Implikasi dari larangan ini
Larangan ini bukan berarti seorang muslim tidak boleh mempertanyakan atau mengeksplorasi agama dan keyakinannya dengan pikiran kritis. Sebaliknya, Islam mendorong umatnya untuk merenung dan berpikir, untuk mengeksplorasi dan memahami dunia di sekitar mereka.
Larangan ini lebih kepada pengingat bahwa ada batasan untuk apa yang dapat kita pahami dengan akal pikiran kita. Sebagai manusia, kita memiliki batasan dalam pemahaman dan pengetahuan kita. Dengan demikian, dalam konteks dzat Allah SWT, kita sebaiknya memfokuskan pemahaman kita pada apa yang telah Dia wahyukan kepada kita melalui Al-Quran dan hadis Nabi, dan bukan mencoba mencapai pemahaman yang melebihi batas yang telah ditentukan itu.
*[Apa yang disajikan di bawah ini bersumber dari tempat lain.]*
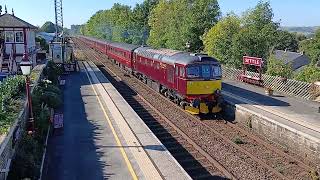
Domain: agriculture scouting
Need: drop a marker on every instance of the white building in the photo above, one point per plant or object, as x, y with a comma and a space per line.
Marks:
16, 38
Di samping itu, larangan ini juga bertujuan untuk mencegah kesesatan dalam beriman, seperti penyelewengan aqidah dan praktik syirik. Oleh karena itu, penting bagi kita untuk memahami batasan-batasan ini dalam berpikir kritis dalam konteks ajaran Islam.
Kesimpulan
Meskipun berpikir kritis adalah aspek penting dari pemahaman dan eksplorasi kita, dalam konteks agama Islam, terdapat batasan yang telah ditentukan. Ketika berurusan dengan konsep dzat Allah SWT, kapasitas pemahaman dan pengetahuan manusia memiliki limitasi. Menghargai batasan ini bukanlah pengekangan terhadap intelektualitas, tetapi lebih kepada pengakuan terhadap kemampuan dan batasan pengetahuan kita sebagai manusia.